Il y avait dans ce temps-là de grands hivers, de brûlants étés. J’ai connu, depuis, des étés dont la couleur, si je ferme les yeux, est celle de la terre ocreuse, fendillée entre les tiges du blé et, sous la géante ombelle du panais sauvage, celle de la mer grise ou bleue. Mais aucun été, sauf ceux de mon enfance, ne commémore le géranium écarlate et la hampe enflammée des digitales.

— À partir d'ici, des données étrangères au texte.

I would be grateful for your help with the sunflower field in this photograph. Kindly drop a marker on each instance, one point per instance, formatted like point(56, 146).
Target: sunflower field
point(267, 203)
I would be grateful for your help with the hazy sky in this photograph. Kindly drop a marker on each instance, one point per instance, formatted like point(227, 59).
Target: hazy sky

Aucun hiver n’est plus d’un blanc pur à la base d’un ciel bourré de nues ardoisées, qui présageaient une tempête de flocons plus épais, puis un dégel illuminé de mille gouttes d’eau et de bourgeons lancéolés… Ce ciel pesait sur le toit chargé de neige des greniers à fourrages, le noyer nu, la girouette, et pliait les oreilles des chattes… La calme et verticale chute de neige devenait oblique, un faible ronflement de mer lointaine se levait sur ma tête encapuchonnée, tandis que j’arpentais le jardin, happant la neige volante… Avertie par ses antennes, ma mère s’avançait sur la terrasse, goûtait le temps, me jetait un cri :
« La bourrasque d’Ouest ! Cours ! Ferme les lucarnes du grenier !… La porte de la remise aux voitures !… Et la fenêtre de la chambre du fond ! »
Mousse exalté du navire natal, je m’élançais, claquant des sabots, enthousiasmée si du fond de la mêlée blanche et bleu-noir, sifflante, un vif éclair, un bref roulement de foudre, enfants d’Ouest et de Février, comblaient tous deux un des abîmes du ciel… Je tâchais de trembler, de croire à la fin du monde.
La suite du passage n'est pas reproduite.